Again, Bogdanov has given us reason for believing that two races were inhabiting the government of Moscow during the kurgan period. “One of these races was robust, with a large and long head, an elongated face, and, according to some examples, with hair more or less fair. The other, smaller and more poverty stricken, belongs to a brachycephalic people, having a shorter face, a wider and shorter head, and chestnut hair.”[485] He shows, too, that in the centre of the area the long-headed type was purest, and cites twenty-three skulls from the kurgans of Souja, in the government of Kursk, of which nineteen were true dolichocephals, while three women and one child were subdolichocephalic.
We may, I think, consider the two skulls described by Sergi with an index of eighty, and the one with an index of eighty-one, as belonging to a foreign element living on the border of the steppes, perhaps as belonging to the Tripolje folk.
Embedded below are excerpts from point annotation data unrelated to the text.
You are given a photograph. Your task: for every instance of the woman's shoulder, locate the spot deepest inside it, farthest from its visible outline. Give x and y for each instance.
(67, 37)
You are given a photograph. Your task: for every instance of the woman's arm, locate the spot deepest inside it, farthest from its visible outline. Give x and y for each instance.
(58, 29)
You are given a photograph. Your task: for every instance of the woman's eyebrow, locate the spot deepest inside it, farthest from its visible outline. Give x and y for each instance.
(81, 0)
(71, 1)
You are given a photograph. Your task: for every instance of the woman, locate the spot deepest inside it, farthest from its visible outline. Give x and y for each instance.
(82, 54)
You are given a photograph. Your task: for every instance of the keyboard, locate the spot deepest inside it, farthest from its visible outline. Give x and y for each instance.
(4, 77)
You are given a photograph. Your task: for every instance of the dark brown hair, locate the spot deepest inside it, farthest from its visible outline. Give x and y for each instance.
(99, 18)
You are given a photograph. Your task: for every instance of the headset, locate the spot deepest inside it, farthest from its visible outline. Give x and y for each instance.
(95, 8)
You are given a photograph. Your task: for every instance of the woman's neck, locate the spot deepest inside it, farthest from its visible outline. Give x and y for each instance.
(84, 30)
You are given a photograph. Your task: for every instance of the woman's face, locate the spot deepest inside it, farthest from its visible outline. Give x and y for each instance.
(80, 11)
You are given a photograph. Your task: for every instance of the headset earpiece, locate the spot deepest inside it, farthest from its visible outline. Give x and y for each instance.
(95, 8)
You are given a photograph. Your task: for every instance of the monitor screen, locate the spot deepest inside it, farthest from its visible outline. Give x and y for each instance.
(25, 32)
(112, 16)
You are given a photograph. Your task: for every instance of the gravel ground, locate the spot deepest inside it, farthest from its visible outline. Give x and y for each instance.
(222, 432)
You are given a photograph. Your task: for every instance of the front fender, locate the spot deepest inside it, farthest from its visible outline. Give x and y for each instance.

If so we may consider our primitive Nordics as having fairly long and narrow heads, though in this respect not so uniformly narrow as was the case with the Mediterraneans of the west. The cephalic index seems to have ranged from sixty-five to seventy-nine, though more usually from seventy-one to seventy-eight, while the more typical members of the group varied from seventy-three to seventy-six. These figures will be found to agree fairly well with observations made on the tall fair people of the present population of North Europe.
We can then imagine our Wiros as a somewhat variable race, with heads which conform to the narrow rather than to the broad type, tall and robust, though probably neither so tall nor so robust as many of the modern Nordics. There is reason for believing them to have been fair, with transparent skins, light hair and grey eyes, though it is likely enough that in colouration, too, there was considerable variation. We may well believe that the extremely fair colouring of the modern Swedes is a later specialisation, due to a few thousand years of life in a northern home, but we shall do well, I would suggest, to think of the original Wiros as blonds rather than brunets, though not necessarily or in all cases possessing an extreme degree of blondness. Such then I would have you picture the Wiros on the steppe, and I would also remind you that many of them seem to have been descendants of the late Aurignacian and Solutrean horse-hunters, and that they may have developed the rudiments of their language in some post-Solutrean time within the Carpathian ring.